At 8 in the evening, Mr. Miguel Poveda came to the theater once again to delight people with his art and his communicative power. The singer hadn't appeared in the festival since 2010, the event's twentieth anniversary. It's important to avoid feeling a lump in the throat recalling that our much-admired Moraíto accompanied him on that occasion.
Poveda's appearance on stage is received with a thunderous ovation. His star quality is such, he doesn't even have to sing, people just love and admire him for being himself.

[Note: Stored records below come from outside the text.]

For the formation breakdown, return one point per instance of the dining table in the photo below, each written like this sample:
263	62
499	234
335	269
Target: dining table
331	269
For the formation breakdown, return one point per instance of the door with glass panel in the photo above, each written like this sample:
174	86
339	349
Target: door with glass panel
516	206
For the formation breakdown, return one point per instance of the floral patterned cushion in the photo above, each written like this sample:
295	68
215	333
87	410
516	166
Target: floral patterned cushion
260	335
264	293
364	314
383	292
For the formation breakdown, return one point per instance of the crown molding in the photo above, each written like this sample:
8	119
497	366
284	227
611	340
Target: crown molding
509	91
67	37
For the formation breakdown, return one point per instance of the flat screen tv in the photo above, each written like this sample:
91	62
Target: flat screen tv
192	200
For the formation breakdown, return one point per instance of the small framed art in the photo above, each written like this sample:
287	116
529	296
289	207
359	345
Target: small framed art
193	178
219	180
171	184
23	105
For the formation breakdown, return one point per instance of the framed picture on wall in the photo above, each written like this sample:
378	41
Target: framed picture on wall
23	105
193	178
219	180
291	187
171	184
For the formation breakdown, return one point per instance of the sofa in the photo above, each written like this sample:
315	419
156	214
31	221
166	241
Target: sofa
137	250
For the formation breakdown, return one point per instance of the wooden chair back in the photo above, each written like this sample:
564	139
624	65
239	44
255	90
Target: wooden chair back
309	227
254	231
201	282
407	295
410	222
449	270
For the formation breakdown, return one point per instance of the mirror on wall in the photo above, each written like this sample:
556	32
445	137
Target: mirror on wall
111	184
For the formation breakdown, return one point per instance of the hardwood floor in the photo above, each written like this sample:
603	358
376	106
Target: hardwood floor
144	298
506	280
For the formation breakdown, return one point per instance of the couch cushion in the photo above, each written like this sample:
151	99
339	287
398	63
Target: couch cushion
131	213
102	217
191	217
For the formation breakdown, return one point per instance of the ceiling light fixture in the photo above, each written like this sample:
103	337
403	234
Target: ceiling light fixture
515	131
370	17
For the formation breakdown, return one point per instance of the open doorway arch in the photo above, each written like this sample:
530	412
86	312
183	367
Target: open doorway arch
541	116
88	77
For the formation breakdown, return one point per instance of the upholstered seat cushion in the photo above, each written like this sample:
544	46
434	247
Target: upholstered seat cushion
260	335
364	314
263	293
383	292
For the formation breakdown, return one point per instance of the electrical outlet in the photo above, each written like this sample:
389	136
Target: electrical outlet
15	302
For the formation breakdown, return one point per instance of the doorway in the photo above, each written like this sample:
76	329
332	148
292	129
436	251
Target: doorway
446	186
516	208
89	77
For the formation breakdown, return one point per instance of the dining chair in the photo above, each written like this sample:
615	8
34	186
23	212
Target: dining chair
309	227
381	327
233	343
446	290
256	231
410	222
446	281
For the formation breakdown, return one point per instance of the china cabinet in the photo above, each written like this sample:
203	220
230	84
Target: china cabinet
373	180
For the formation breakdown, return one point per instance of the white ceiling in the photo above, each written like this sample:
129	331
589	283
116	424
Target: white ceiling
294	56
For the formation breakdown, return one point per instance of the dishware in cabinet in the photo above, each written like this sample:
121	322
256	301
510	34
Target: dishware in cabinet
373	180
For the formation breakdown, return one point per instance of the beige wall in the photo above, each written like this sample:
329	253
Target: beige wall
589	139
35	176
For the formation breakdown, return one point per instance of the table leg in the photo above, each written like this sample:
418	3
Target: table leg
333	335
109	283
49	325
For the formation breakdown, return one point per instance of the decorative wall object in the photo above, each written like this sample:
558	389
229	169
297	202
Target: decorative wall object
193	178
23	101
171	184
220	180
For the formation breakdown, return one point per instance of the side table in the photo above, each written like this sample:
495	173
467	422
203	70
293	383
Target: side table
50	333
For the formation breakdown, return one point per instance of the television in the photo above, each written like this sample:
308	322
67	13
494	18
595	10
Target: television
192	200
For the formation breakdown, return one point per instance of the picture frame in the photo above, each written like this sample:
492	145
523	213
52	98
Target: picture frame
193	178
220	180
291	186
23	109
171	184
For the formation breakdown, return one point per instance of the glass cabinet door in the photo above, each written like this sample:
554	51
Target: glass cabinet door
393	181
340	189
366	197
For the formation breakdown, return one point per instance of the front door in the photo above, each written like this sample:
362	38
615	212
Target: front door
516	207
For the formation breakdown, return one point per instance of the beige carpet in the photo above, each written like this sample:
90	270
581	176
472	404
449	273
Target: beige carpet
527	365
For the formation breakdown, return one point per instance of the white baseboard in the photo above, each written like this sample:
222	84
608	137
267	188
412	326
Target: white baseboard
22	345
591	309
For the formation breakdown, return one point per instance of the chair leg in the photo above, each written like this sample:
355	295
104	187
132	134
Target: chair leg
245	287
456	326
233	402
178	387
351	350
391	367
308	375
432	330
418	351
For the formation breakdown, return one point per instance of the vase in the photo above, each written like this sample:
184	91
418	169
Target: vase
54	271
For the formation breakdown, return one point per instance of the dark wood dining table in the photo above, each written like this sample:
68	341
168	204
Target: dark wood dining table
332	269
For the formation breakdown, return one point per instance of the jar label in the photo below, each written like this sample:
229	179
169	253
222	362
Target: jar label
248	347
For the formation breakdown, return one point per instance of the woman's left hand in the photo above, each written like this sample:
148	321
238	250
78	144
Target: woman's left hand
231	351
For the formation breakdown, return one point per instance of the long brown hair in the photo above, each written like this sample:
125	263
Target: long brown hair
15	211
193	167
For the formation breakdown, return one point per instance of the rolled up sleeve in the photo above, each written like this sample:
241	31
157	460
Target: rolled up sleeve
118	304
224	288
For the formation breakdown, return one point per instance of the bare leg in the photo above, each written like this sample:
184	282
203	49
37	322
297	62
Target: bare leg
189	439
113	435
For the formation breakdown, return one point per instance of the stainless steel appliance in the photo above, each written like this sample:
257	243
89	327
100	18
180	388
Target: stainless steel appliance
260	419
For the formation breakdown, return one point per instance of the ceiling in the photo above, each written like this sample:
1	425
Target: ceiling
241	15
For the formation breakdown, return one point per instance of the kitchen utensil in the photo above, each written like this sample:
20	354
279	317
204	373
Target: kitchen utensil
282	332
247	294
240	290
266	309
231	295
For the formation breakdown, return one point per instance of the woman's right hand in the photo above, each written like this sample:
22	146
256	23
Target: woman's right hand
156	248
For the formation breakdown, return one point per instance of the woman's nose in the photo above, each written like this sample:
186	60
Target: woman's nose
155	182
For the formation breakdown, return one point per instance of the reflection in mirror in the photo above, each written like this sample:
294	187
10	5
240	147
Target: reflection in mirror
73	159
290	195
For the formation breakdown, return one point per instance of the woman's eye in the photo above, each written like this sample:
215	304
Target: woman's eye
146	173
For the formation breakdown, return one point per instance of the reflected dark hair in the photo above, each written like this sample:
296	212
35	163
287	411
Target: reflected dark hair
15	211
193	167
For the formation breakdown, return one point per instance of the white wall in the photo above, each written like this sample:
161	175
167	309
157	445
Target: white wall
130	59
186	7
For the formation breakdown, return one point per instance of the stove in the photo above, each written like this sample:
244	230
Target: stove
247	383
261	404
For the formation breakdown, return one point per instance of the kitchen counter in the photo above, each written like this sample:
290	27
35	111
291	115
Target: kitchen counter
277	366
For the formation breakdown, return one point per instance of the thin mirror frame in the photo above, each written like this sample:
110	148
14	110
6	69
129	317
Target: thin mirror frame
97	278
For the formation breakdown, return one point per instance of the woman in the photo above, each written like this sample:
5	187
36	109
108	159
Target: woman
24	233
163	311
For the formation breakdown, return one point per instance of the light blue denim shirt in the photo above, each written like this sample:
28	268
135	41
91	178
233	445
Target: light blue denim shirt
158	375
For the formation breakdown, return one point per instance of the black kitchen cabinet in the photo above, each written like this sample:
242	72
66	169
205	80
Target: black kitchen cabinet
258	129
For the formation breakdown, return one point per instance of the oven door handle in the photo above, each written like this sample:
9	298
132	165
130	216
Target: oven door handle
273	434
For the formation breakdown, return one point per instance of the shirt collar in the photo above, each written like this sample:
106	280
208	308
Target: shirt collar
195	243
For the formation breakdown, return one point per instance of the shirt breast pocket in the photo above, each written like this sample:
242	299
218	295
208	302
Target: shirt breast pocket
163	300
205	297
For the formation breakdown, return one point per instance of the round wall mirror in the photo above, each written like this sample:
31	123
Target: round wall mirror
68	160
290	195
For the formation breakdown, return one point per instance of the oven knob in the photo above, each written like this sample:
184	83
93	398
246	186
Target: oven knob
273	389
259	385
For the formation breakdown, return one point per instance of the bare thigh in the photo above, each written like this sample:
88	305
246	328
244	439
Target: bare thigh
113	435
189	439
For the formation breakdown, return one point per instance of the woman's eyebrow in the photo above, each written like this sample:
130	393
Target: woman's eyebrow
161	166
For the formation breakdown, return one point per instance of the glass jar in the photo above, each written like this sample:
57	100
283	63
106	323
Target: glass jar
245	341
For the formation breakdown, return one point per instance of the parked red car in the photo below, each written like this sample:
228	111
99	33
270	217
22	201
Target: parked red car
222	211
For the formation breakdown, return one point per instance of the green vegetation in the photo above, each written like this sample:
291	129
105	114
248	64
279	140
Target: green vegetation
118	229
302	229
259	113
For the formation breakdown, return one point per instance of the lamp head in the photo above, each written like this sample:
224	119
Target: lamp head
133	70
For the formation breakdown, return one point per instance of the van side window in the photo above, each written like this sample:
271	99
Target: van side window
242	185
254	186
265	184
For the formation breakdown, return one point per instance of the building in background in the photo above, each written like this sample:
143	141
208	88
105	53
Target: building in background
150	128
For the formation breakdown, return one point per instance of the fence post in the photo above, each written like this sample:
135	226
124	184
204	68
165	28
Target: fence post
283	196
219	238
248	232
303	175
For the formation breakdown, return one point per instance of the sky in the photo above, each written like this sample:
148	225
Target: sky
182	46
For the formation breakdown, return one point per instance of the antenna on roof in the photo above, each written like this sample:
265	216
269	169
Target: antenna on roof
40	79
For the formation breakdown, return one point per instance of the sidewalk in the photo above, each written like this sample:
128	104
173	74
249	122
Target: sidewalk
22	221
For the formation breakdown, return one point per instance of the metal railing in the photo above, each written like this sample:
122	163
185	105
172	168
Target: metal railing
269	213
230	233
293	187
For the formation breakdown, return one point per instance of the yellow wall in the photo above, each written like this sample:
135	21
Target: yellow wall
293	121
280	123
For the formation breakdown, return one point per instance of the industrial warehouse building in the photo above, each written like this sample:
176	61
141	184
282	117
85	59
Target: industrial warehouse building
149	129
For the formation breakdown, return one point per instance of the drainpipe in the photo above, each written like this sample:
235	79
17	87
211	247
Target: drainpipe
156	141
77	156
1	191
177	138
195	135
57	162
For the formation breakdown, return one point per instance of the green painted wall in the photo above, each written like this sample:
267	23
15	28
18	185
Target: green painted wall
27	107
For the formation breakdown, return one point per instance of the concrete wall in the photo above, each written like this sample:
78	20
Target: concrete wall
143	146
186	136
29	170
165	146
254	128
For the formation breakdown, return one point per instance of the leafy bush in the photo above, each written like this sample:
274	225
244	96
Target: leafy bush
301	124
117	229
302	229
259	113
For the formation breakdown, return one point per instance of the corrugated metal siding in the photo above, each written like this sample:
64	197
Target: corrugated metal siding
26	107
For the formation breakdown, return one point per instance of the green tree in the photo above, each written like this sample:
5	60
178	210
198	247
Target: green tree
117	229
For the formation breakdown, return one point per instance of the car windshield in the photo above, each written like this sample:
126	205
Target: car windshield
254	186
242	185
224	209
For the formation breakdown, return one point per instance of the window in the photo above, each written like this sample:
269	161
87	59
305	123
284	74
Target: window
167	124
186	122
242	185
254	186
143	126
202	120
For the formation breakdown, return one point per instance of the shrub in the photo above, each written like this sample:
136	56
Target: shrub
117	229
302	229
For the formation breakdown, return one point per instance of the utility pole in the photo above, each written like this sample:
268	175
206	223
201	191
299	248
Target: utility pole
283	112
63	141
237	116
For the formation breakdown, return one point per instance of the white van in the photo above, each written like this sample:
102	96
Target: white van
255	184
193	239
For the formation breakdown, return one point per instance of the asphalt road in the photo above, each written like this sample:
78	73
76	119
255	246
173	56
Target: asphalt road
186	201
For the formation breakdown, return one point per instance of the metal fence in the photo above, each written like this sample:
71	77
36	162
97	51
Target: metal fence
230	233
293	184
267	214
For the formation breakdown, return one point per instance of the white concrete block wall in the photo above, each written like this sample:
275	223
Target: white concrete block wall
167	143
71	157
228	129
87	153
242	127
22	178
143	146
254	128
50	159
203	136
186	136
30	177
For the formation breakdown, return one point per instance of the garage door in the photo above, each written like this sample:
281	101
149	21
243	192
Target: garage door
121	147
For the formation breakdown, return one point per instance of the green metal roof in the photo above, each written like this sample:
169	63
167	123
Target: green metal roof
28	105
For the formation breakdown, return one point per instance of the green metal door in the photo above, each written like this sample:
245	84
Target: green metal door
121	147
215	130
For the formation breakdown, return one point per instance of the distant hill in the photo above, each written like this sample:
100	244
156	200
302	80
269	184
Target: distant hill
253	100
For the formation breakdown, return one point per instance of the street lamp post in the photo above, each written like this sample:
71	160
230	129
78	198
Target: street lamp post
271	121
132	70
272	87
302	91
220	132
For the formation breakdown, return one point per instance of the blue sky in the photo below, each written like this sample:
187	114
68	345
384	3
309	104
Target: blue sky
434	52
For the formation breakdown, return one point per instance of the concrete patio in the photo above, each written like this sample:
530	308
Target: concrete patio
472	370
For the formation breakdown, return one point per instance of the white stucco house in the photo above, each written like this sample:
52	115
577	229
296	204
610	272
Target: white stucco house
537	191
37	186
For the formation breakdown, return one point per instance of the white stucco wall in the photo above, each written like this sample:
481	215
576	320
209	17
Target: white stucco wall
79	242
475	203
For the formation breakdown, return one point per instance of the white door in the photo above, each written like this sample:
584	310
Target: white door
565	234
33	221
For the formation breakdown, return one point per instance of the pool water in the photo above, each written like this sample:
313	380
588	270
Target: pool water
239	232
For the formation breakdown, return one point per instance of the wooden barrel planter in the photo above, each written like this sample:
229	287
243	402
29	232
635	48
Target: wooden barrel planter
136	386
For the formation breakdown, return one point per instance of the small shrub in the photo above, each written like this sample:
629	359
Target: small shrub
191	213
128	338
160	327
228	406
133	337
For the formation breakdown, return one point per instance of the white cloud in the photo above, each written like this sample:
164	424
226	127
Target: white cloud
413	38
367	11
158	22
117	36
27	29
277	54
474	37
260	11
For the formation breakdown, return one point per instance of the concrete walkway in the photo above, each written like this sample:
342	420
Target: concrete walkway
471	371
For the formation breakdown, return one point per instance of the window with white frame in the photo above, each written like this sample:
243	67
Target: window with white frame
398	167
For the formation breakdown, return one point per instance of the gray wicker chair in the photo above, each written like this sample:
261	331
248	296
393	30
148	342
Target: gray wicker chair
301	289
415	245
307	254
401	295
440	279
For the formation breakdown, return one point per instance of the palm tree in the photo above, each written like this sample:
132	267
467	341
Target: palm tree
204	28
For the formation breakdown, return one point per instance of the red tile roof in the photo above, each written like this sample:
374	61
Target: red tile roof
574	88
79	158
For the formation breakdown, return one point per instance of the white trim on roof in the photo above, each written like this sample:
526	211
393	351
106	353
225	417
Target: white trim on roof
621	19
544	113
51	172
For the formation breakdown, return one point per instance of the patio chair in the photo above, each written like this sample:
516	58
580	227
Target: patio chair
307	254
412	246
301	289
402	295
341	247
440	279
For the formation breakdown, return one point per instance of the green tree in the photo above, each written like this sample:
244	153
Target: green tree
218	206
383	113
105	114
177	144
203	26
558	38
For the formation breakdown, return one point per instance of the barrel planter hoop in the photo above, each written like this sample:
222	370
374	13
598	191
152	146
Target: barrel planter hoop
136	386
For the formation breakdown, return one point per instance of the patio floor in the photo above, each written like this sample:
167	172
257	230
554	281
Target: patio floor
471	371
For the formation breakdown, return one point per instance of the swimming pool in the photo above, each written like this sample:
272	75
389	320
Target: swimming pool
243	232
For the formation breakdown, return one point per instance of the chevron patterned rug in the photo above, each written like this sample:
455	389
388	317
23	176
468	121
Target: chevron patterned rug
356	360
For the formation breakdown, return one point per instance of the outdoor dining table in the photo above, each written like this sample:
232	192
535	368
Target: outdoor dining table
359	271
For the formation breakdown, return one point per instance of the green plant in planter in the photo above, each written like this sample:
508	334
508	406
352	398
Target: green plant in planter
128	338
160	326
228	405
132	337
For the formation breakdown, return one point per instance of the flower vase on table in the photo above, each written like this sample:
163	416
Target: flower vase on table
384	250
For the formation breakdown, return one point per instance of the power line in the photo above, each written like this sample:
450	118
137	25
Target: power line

On this occasion, it was a somewhat more informal recital. Some elements of the repertoire remain essentially unchanged: with malagueña and abandolao followed by cantiñas, the audience is already his, the rapport is perfect, and Miguel takes advantage to express his sincere solidarity with the victims of terrorism.
A new member of Miguel Poveda's circle is the guitarist from Estepona, Daniel Casares. With a solid career as concert guitarist, he is an accomplished professional whose guitar solo was a big hit with the Nimes audience. Following this, Poveda interpreted siguiriya and cabal before delving into an assortment of tangos, and some light-hearted dance moves to tangos de Triana. A versatile and generous artist, sincere and free of hang-ups, a stage animal in the most literal sense. He talks about the destruction of Triana and its flamenco ambiance, and offers “a little tribute to Lole and Manuel”. “El sol joven y fuerte…” sends us straight back to the 1970s, the peak of fame of the legendary duo.
Miguel's customary protest of the 21% tax on live shows in Spain, leads to nearly a half-hour of light-hearted chit-chat with the audience… anecdotes, references to the rivalry between Jerez and Cádiz… But Poveda's instincts bring him back to flamenco with a drawn-out fiesta finale in which everyone participates, including singer and palmero “Londro”, palmeros Carlos Grilo and Diego Montoya, and percussionist Paquito González.
A spectacular ending for an event that deserves no less.